Radio Free Europe/Radio Liberty (RFE/RL) trumpeted its return to Hungary after a 27-year hiatus, marking its third re-entry into an EU member state following the 2019 resumption of services in Bulgaria and Romania. RFE/RL’s refocus on countries where media pluralism is under threat.
The Croatian parliament has stripped three MPs of their immunity at the request of the State Prosecutor's Office for the purpose of pressing criminal charges against two of them and continuing a trial against the third.
Human Rights Watch published a report on the “systematic beatings and torture” of demonstrators arrested during the protests in Belarus. The report included a collection of first-hand accounts from victims of police brutality. Among them, is the story of a 30-year-old IT worker named Ales, who recounts how a senior riot police officer raped him with a truncheon in a police van.
The EU acted legally when it imposed sanctions on Russian energy companies and banks, the European Court of Justice has ruled. The EU hit firms such as Rosneft with sanctions over Russia's destabilisation of Ukraine.
The European Union’s chief executive said there was no place in the EU for so-called “LGBT-free zones”, a pointed criticism of Poland’s nationalist government pushing to curb the rights of lesbian, gay, bisexual and transgender people.
International perpetrators of genocide and torture, but not corruption, are to face new-model EU sanctions, a leaked document shows. Those guilty of crimes against humanity, slavery, extrajudicial killings, enforced disappearances, and arbitrary arrests will also face EU asset-freezes and visa-bans.
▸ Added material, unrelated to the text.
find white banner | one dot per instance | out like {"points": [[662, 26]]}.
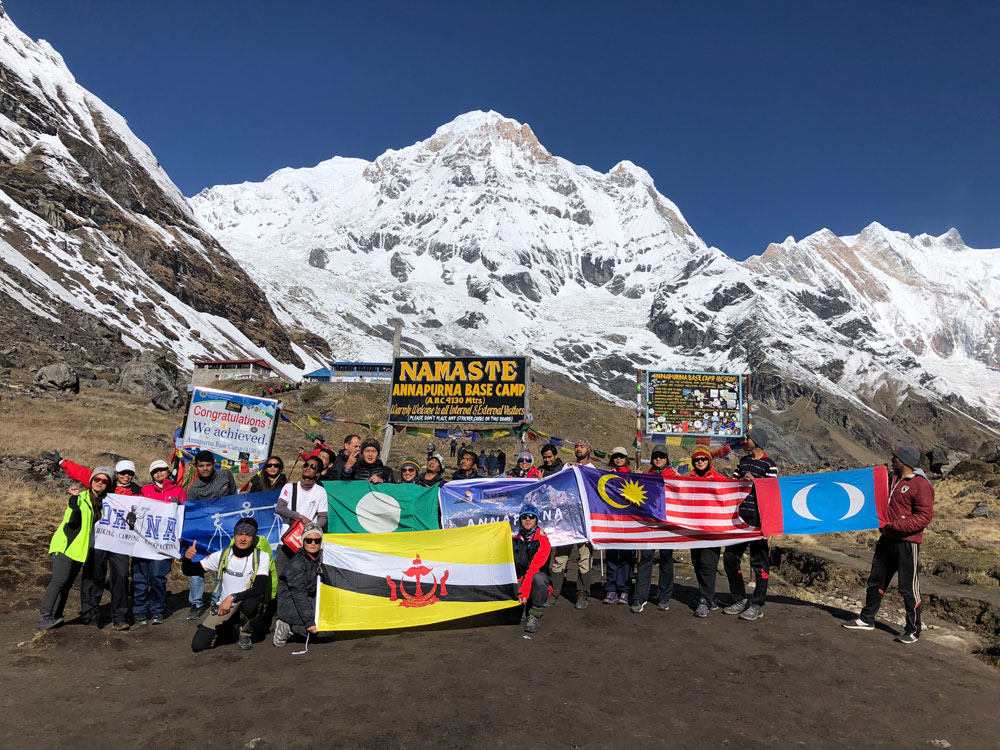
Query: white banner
{"points": [[140, 527]]}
Russia’s Interior Ministry is reportedly drafting reforms to foreign citizens’ legal status that would require all visitors who remain in the country for more than 30 days to surrender fingerprints. The reforms would grant some additional flexibility to foreigners on extended stays, allowing visitors to change the purpose of their entry into Russia without leaving the country as currently required.